David Cameron could have a new ally for his EU reforms

A new YouGov poll shows 40 per cent of UK voters backing a pullout from the EU with only 38 per cent opting to stay in

The right-wing populist Danish People’s Party is the undisputed winner of the elections. It took 21.4 per cent of the vote, up from 12.3 in 2011.

The eurosceptic group has struck a deal with his right-wing allies to support David Cameron’s plans for renegotiating EU rules about migration.

The PM wants to renegotiate rules around freedom of movement and social security payments, but has been stonewalled by a number of other European nations – he’ll welcome support from the new Danish government.

This doesn’t necessarily mean negotiations will succeed

While Mr Cameron will see the result as a welcome boost, having Denmark on-side doesn’t necessarily make him any more likely to succeed.

In one sense, the prime minister is just standing still – he lost a close ally late last year in Sweden after the centre-left took power there. Denmark is really stepping in to fill the gap.
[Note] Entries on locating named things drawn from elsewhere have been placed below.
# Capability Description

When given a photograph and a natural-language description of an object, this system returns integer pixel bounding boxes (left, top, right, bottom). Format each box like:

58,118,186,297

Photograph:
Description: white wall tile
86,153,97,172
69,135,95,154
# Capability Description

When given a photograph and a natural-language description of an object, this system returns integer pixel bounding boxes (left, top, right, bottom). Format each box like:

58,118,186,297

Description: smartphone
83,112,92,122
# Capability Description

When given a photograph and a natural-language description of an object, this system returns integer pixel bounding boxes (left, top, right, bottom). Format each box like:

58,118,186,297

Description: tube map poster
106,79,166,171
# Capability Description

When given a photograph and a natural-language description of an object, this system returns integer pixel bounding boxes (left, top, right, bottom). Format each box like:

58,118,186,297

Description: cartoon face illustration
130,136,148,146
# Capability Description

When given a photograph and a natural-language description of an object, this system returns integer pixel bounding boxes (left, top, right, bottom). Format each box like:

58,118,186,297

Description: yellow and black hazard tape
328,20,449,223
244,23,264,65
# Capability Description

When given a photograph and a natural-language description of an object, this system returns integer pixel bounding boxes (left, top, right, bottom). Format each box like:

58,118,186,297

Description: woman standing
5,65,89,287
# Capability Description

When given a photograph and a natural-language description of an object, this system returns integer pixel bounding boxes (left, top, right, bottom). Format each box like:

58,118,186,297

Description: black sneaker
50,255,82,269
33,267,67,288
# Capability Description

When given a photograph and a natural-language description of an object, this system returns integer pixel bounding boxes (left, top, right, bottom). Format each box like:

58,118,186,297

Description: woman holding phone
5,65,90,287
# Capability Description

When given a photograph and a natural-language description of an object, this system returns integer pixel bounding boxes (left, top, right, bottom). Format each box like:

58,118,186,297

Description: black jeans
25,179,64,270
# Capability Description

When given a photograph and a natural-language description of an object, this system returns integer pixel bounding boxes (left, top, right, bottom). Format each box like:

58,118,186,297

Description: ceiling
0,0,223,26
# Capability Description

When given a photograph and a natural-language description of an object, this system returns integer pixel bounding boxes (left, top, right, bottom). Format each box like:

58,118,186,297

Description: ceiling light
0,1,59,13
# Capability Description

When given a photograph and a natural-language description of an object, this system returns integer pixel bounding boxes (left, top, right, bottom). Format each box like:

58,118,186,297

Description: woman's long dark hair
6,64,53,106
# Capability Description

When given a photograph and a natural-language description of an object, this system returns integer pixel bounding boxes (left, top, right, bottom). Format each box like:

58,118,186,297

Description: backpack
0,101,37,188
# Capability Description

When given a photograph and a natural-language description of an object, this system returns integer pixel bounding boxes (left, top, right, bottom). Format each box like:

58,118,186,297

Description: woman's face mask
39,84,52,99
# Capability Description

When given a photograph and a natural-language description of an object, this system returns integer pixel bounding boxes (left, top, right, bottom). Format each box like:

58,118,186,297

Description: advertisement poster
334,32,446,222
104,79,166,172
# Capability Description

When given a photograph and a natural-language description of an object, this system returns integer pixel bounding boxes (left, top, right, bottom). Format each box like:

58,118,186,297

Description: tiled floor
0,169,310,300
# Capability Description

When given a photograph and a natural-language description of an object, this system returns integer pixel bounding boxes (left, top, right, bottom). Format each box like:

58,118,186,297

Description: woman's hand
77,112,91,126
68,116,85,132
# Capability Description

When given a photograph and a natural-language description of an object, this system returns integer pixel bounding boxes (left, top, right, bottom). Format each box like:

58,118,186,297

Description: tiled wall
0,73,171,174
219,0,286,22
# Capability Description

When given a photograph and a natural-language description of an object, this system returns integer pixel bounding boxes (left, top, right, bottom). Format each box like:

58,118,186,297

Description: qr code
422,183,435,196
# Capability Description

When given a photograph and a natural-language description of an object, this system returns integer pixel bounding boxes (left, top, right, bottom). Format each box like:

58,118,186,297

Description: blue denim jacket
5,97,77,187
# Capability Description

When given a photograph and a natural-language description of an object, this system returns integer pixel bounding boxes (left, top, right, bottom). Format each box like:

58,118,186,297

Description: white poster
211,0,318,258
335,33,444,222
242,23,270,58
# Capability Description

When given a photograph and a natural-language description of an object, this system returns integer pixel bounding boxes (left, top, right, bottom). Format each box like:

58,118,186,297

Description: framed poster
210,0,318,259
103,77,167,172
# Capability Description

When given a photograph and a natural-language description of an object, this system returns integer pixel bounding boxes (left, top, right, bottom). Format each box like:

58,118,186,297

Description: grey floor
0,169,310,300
Despite its international reputation, Denmark is also a rather small country, with a population similar to that of Yorkshire.

The PM also needs to find agreement across Europe to actually effect any change. With so many countries actively set against his plans, this will still be difficult to achieve.

Liberalism continues to wither all across Europe

The two big losers of the elections were Venestre – Denmark’s main centre-right liberal party, and Det Radikale Venstre, who are centre-left liberals.

Both parties are part of the same pan-European group as Britain’s Liberal Democrats .

Denmark’s centre-left social democrats, who led the outgoing government, actually did quite well, increasing their vote shame. But their liberal coalition partners collapsed.

Denmark is just the latest country where liberals are being rejected by voters: The Liberal Democrats suffered badly in Britain last month. The German FDP, one of the country’s longest running parties, also suffered a wipe-out in the latest federal elections.

Other places where ALDE liberals have done badly include France and Italy.

For now it’s not clear whether liberalism has a future in the European mainstream as forces from the radical right and left advance across the continent.

A Labour MP is no longer married to the Danish prime minister

Stephen Kinnock, son of former leader Neil Kinnock, was elected as MP for the constituency of Aberavon at last month’s UK general election.

Mr Kinnock is married to Helle Thorning-Schmidt, the leader or the Danish social democrats – and the outgoing prime minister of the country.

For a few fleeting weeks, the Danish and British political systems were united at the top level by marriage.

Those hoping Mr Kinnock would become British prime minister just to see what international summits would be like will be disappointed.